Quelques semaines après la claque monumentale que m’a mis Nobuhiro Suwa avec M/other, j’enchaîne sur Un couple parfait, film tourné par le cinéaste avec des acteurs français et à Paris.


On retrouve dans ce film les éléments caractéristiques du style du réalisateur japonais : plans longs, fixes, très réfléchis et donnant la part belle au hors-champ ainsi qu’aux perspectives, lesquelles mettent à distance les personnages entre eux alors qu’ils sont souvent très proches, dans un espace clos. La luminosité, tamisée, parfois sombre, vient un peu plus renforcer cette impression de réalisme intimiste dont on sent l'influence du shomingeki. La musique est quant à elle distillée au compte-goutte, ne venant soutenir qu’à de rares occasions les scènes dans lesquelles on perçoit le dilemme auquel sont confrontés les deux personnages principaux.


C’est là que réside tout le génie (n’ayons pas peur des grands mots) de Suwa : dans cette capacité à l’économie cinématographique sans pour autant paraître « pingre ». Au contraire, il se dégage du film cette surprenante impression de complétude, que tout y est dit subtilement sur le sujet qu’il aborde. Le sujet, c’est la séparation du couple, son divorce annoncé, les disputes qui émaillent la fin d’une relation amoureuse au point de rendre la situation invivable pour l’un comme pour l’autre.


Le jeu d’acteur de Valeria Bruni-Tedeschi et de Bruno Todeschini est époustouflant, ni plus ni moins. Une grande liberté d’improvisation leur a été laissée par Suwa, et qu’est-ce qu’ils excellent dans ce domaine ! On ne se doute pas à quel point il peut être difficile d’improviser dans une scène en plan-séquence de dix minutes. Là c’est un sans-faute : tout paraît vrai, à commencer par les dialogues, cette langue française qui fait parler beaucoup pour ne pas dire grand-chose, répéter les mêmes poncifs, inlassablement, qui questionne sans pouvoir obtenir de réponse claire, définitive, si ce n’est ce silence au rôle si particulier dans l’œuvre de Suwa. Comme dans M/other, le silence est à la fois temps de la réflexion vis-à-vis de l’autre, mais également temps de l’introspection, de la remise en question de sa propre place au sein d’une société dont on interroge implicitement la capacité aliénante, dirigiste, que ce soit à travers ses codes sociaux ou sa structure familiale.


Suwa est très proche de Cassavetes à cet égard : il n’hésite pas, à plusieurs reprises, à utiliser le gros plan sur les visages de ses protagonistes, lors des moments de crise existentielle intense.

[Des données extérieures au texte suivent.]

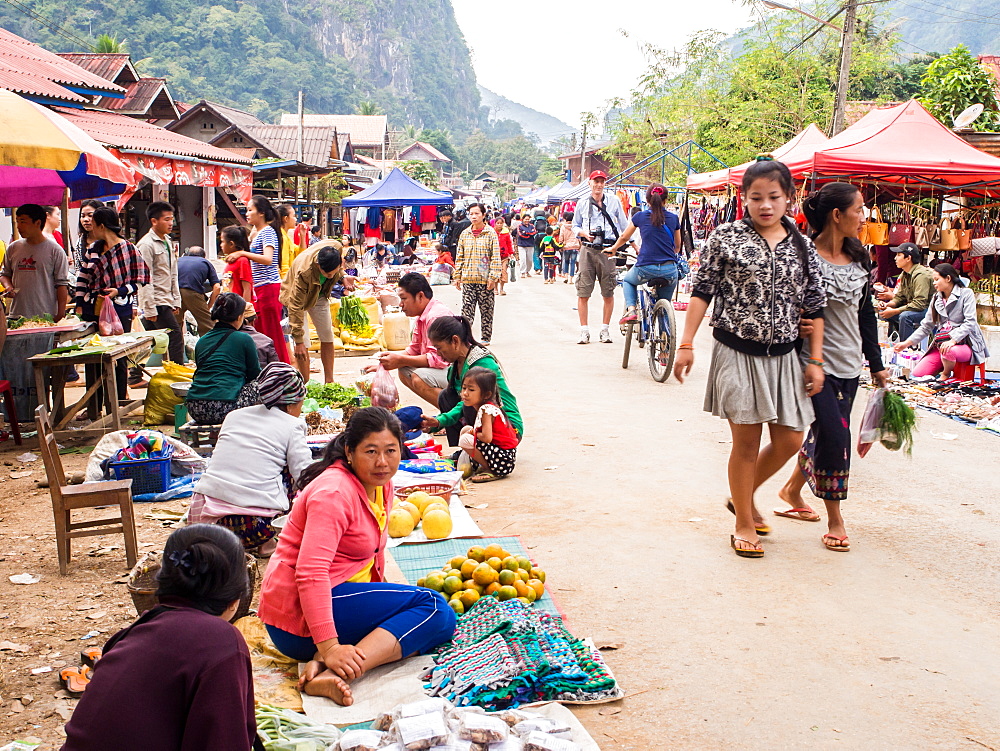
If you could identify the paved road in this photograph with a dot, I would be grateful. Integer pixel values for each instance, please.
(619, 493)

C’est dans les yeux et les larmes que sa caméra trouve les preuves les plus sincères de l’ego, éloigné de tout fard, de toute mascarade. Il est à ce titre remarquable de souligner que ces moments surviennent dans la solitude, au contact de l’art (Rodin, pour Marie) ou d’un ivrogne, devenu le temps d’une discussion de comptoir une sorte de vieux sage contribuant à remettre en perspective l’événement de la séparation sur un temps plus long (pour Nicolas).


La rencontre d’un élément étranger au mariage, et qui paraît pourtant familier car proche de la parentèle est un autre point commun des pérégrinations de Marie et Nicolas. Chacun rencontre (ou retrouve) une personne qui vient à sa manière signifier l’importance de l’autre, en négatif (mais pas négativement, subtilité), et ainsi acter le retour du mariage comme entité tangible, exprimée (même remise en cause) et limitative.


C’est finalement lorsque la séparation intervient de manière symbolique (par le dédoublement de la chambre d’hôtel) que la rencontre des corps peut de nouveau avoir lieu entre Marie et Nicolas, contribuant à soutenir la lecture selon laquelle l’intégrité de l’union maritale ne peut être préservée qu’au prix de mises à distance ponctuelles et consenties de l'être aimé (dans l'optique de rompre cette routine déjà évoquée dans M/other).


Un film marquant de par sa très grande finesse et son réalisme à tous points de vue, qui subjugue du début à la fin et dans lequel finalement on regarde intensément, comme dans un miroir, sa propre image.